Many years ago my mother told me that she thought we went about Mother’s Day all wrong.  Instead of subjecting moms to a forced day with their children, instead, moms should get the day OFF.  A day of relaxation away from her children would be more appreciated than anything else.

It made sense to me at the time and it’s made me more aware of the intelligence of this plan, especially as I watched the mothers with their children yesterday. 

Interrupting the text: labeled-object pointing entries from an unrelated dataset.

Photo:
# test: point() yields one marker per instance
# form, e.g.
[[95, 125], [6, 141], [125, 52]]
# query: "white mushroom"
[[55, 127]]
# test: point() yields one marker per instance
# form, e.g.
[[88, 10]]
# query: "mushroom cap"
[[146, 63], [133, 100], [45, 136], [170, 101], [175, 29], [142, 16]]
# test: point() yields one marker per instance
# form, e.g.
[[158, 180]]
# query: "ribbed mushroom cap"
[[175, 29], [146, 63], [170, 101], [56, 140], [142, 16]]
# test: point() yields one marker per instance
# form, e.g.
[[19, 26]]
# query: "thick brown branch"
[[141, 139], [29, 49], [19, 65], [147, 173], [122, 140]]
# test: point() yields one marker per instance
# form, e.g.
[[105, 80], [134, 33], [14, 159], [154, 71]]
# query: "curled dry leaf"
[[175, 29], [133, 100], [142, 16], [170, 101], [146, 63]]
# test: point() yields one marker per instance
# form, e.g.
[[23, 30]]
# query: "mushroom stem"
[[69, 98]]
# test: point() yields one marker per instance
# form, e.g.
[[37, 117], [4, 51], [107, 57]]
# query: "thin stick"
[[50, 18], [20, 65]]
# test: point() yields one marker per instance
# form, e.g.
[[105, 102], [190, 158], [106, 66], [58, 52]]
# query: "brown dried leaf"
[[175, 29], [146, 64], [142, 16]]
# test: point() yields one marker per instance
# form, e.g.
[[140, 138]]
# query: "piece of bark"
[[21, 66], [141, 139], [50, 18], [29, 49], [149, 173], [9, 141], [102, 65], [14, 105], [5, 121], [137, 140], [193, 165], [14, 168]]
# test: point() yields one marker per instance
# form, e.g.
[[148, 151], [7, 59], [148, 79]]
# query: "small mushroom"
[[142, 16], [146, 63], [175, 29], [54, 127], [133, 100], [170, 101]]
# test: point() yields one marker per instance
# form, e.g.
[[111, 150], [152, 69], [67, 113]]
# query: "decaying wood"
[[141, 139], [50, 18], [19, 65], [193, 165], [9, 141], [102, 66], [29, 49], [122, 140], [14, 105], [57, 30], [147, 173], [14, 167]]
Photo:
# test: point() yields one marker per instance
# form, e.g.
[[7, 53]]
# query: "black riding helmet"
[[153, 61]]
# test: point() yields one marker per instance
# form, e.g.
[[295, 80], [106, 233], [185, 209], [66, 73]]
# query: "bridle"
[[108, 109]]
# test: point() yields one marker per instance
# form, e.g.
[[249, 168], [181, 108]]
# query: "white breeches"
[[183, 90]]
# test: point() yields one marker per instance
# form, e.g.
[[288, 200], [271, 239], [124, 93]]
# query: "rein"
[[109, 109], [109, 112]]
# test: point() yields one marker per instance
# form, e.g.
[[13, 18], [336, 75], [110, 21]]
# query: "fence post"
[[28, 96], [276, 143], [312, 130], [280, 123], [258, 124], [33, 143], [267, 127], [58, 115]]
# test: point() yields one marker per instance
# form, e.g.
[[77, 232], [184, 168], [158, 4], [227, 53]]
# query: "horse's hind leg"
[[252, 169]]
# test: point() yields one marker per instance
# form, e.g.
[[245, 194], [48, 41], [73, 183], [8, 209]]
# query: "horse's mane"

There was the mother in the restaurant with three small children.  Her husband seemed to be helping, but they were outnumbered.  Mom wasn’t able to enjoy "her" special day brunch because of the attention that her children needed.  There was the mother in the park who had a baby in her arms, a small child attached to her leg and an older one leaning in on her other side.  The husband/father was walking several feet ahead of her and when he turned to shout that she wasn’t coming along fast enough, her reply was "I have three children clinging to me.  I can’t even move."  He walked ahead without them.  Happy fucking mother’s day.

In concept it’s a great idea and probably for mothers whose children are older and the few exceptions with little ones, it’s great in reality, but for the vast majority of moms (with young children, especially), it’s a hassle of taking the children on an outing.  It’s less about the dad and/or kids making mom feel loved and appreciated than it is patting themselves on the back for making any sort of effort at all.

Spawn and I have a Mother’s Day tradition of going to Tulip Fest.  This year, he didn’t get the chance to make me breakfast because we took all the moms (more on that later) to brunch, though he usually does and does a good job.  I noticed that, at 13, he spent most of the day asking me, "What do YOU want to do?" and going out of his way to be pleasant and helpful.  He has often been this way around holidays.  He thinks well of people and tends to keep himself in check – to not be argumentative, to let things roll off his back a little more than usual.

But it seems like he’s the exception.  How about this for a change?  Instead of feeling like you have to buy the obligatory flowers and cards and force your mom or the mom of your children to spend "quality time" with the kids while she works harder than usual because you’re in a nice restaurant or out at an event, give her a spa day or take the kids and give her the house to yourself.  It’s not about the children feeling special because they told mom they love her, it’s about actually trying to make your mom feel appreciated.

I wish more mothers didn’t have to see Mother’s Day as a burden.